Computer get confused as well. Nautilus attempts to do a sound preview of the file, as it cannot tell the difference between the ogg audio and the ogg video.

Now, it is not too late Xiph! You can define a .ogv extension for video and leave .ogg for audio alone. Please, it is a simple thing to do.

Ok, chatting with jdub it appears that Thunar is exactly what I was looking for. I happen to like their current (possible) interface. Screenshot (from here)

10 Jun 2005 (updated 10 Jun 2005 at 06:12 UTC) »

Hello, my name is Corey Burger, and I think up crazy thinks regarding usability and other related matter.

I had a crazy new thought regarding file managers.

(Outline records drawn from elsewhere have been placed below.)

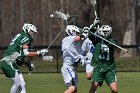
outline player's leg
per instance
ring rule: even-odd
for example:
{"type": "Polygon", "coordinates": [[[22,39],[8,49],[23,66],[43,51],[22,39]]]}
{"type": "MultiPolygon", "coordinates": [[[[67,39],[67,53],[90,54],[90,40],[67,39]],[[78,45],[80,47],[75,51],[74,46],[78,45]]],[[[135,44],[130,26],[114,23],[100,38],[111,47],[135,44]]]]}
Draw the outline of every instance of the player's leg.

Basically, every current file manager sucks.

The current mess with Spatial in Gnome and Ubuntu, and watching a friend use the OS X 10.3 file manager led me to some thoughts:

1. Single window is nice

2. You need an easy to go up and down the file tree

3. A side pane is also useful

Thus, I had thought:

A single pane file manager, similar to the OS X one, but with a row of buttons along the top, showing the file hierarchy. A user can click those to go back up the tree. Until they go down the tree to another folder, the icons for child folders remain.

The most common area where file managers fall down the dragging files up the tree. When a user drags a group of files over the button for a folder up the tree and pauses for a second, that folder opens, allowing them to drop it there. The same would happen if they dragging them over a folder in the sidepane.

Another current area where file managers fall down is chossing which folder to highlight when you have many selected. My file manager would grey out the icons to very light and when the cursor (not greyed out) is over the button or folder, it is highlighted.

To swim down the tree with something dragging, you can highlight-open in the same way.